I looked where he pointed with curiosity. It was an old, realistic oil painting with a dark background. The painting portrayed overturned goblets of wine, some rotting fruit, and a piece of stale bread. It was sublime.

“Do you see how the artist painted the crust of the bread? You can almost touch it. And look here, at the color of the rust on the pot.”

I scrutinized the details of the painting, even running my fingers along the two-dimensional objects. I nodded.

“Do you think this painting is ugly?” he asked.

“No,” I leaned back in my seat, embarrassed. I looked at the saucepan I was to draw, but as if by magic, it had changed. I now noticed the way the metal body of the pot bunched up where the handle was bent in shapely ridges, how the blackness from the bottom crept up the burnished sides like wisps of smoke. I noticed the pale orange mixed with the light brown of rust. At last I glimpsed its hidden charm. It was as if I had discovered access to a new world, and the only way I could share it was to render it on the blank page before me.

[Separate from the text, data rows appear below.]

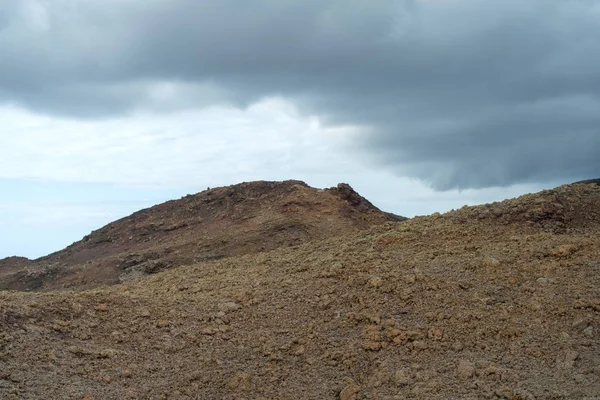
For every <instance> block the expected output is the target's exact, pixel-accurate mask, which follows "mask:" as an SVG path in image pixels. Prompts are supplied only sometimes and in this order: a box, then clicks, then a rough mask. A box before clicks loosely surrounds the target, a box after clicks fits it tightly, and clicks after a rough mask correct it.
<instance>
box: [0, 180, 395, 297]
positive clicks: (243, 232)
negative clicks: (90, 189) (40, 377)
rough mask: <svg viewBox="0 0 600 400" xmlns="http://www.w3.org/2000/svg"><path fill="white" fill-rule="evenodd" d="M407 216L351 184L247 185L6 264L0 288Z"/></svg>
mask: <svg viewBox="0 0 600 400" xmlns="http://www.w3.org/2000/svg"><path fill="white" fill-rule="evenodd" d="M404 219H405V218H402V217H399V216H395V215H392V214H389V213H384V212H382V211H380V210H379V209H377V208H376V207H375V206H373V205H372V204H371V203H370V202H369V201H368V200H366V199H365V198H363V197H362V196H360V195H359V194H358V193H356V192H355V191H354V190H353V189H352V188H351V187H350V186H349V185H347V184H339V185H338V186H337V187H334V188H331V189H324V190H321V189H315V188H311V187H309V186H308V185H306V184H305V183H304V182H301V181H293V180H290V181H285V182H263V181H261V182H250V183H242V184H238V185H233V186H228V187H220V188H214V189H209V190H206V191H203V192H201V193H198V194H195V195H189V196H186V197H184V198H182V199H180V200H174V201H168V202H166V203H163V204H160V205H157V206H154V207H151V208H148V209H145V210H141V211H138V212H136V213H134V214H132V215H131V216H128V217H126V218H123V219H120V220H118V221H115V222H113V223H110V224H108V225H107V226H105V227H103V228H101V229H99V230H97V231H94V232H92V233H91V234H89V235H87V236H85V237H84V238H83V239H82V240H80V241H79V242H76V243H74V244H73V245H71V246H69V247H67V248H66V249H64V250H62V251H59V252H57V253H54V254H51V255H49V256H46V257H42V258H40V259H38V260H34V261H30V260H26V259H22V258H10V259H6V260H0V274H2V275H0V276H2V280H1V281H0V289H12V290H56V289H84V288H93V287H98V286H101V285H106V284H115V283H119V282H123V281H125V280H128V279H134V278H138V277H140V276H143V275H147V274H149V273H155V272H158V271H160V270H163V269H167V268H171V267H173V266H178V265H185V264H190V263H193V262H198V261H203V260H215V259H220V258H224V257H230V256H238V255H242V254H249V253H257V252H262V251H270V250H273V249H276V248H279V247H285V246H293V245H298V244H301V243H305V242H307V241H311V240H319V239H324V238H328V237H331V236H335V235H339V234H346V233H348V232H349V231H352V230H354V229H365V228H367V227H369V226H372V225H374V224H381V223H383V222H385V221H401V220H404ZM17 260H18V261H17ZM9 264H10V267H9ZM3 265H4V267H3Z"/></svg>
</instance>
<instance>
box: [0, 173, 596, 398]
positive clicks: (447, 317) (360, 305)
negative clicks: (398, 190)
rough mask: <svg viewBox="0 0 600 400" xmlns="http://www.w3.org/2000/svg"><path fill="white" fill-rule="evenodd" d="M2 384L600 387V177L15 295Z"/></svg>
mask: <svg viewBox="0 0 600 400" xmlns="http://www.w3.org/2000/svg"><path fill="white" fill-rule="evenodd" d="M302 190H304V189H302ZM311 193H312V192H311ZM319 193H320V192H319ZM332 194H333V193H332ZM336 196H337V194H336ZM334 197H335V196H334ZM257 207H258V206H257ZM279 210H280V209H279ZM264 213H265V214H266V213H268V212H267V211H264ZM265 214H261V215H265ZM304 218H306V219H309V218H311V217H310V216H306V215H305V216H304ZM349 226H353V224H349ZM107 232H110V231H107ZM108 237H111V236H110V235H108ZM240 240H243V239H242V237H240ZM0 398H7V399H10V398H15V399H48V398H56V399H64V398H73V399H88V400H89V399H127V398H130V399H341V400H352V399H355V400H359V399H386V400H392V399H510V400H517V399H582V400H583V399H588V400H592V399H598V398H600V186H598V185H594V184H587V185H586V184H577V185H568V186H561V187H559V188H556V189H553V190H549V191H544V192H541V193H537V194H532V195H527V196H523V197H521V198H518V199H512V200H507V201H505V202H500V203H494V204H490V205H483V206H477V207H465V208H463V209H460V210H456V211H453V212H450V213H447V214H443V215H439V214H435V215H432V216H428V217H419V218H414V219H411V220H409V221H406V222H392V221H388V222H382V223H379V224H373V225H372V226H371V227H368V228H366V229H347V230H346V231H345V232H344V233H343V234H340V235H334V236H332V237H330V238H325V239H320V240H312V241H304V242H302V243H300V244H298V245H293V246H283V247H278V248H276V249H273V250H271V251H262V252H249V253H248V254H244V255H231V256H229V257H226V258H222V259H218V260H214V259H213V260H206V259H205V260H200V261H198V262H193V263H190V264H189V265H186V266H180V267H176V268H170V269H168V270H165V271H162V272H160V273H156V274H151V275H148V276H144V277H141V278H139V279H132V280H129V281H126V282H124V283H122V284H119V285H113V286H109V287H104V288H99V289H94V290H85V291H77V292H65V291H55V292H46V293H25V292H0Z"/></svg>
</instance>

Over the years, I have sketched and painted countless old pots and common vegetables, as well as a fair share of embellished china and autumn foliage. I found that one subject is not superior to another, but rather, that I was misguided in presuming that only clean, delicate objects could make beautiful art. In fact, some of my favorite pieces of my own work are renderings of unconventional objects. When I finally saw beyond my preconceptions of beauty, the real soul of my subject was revealed to me. I realized that just as the shabbiest objects can become the subject of the most exquisite paintings, and the most run-down pizzerias can serve the best calzones, true insight can come from the most unexpected of places.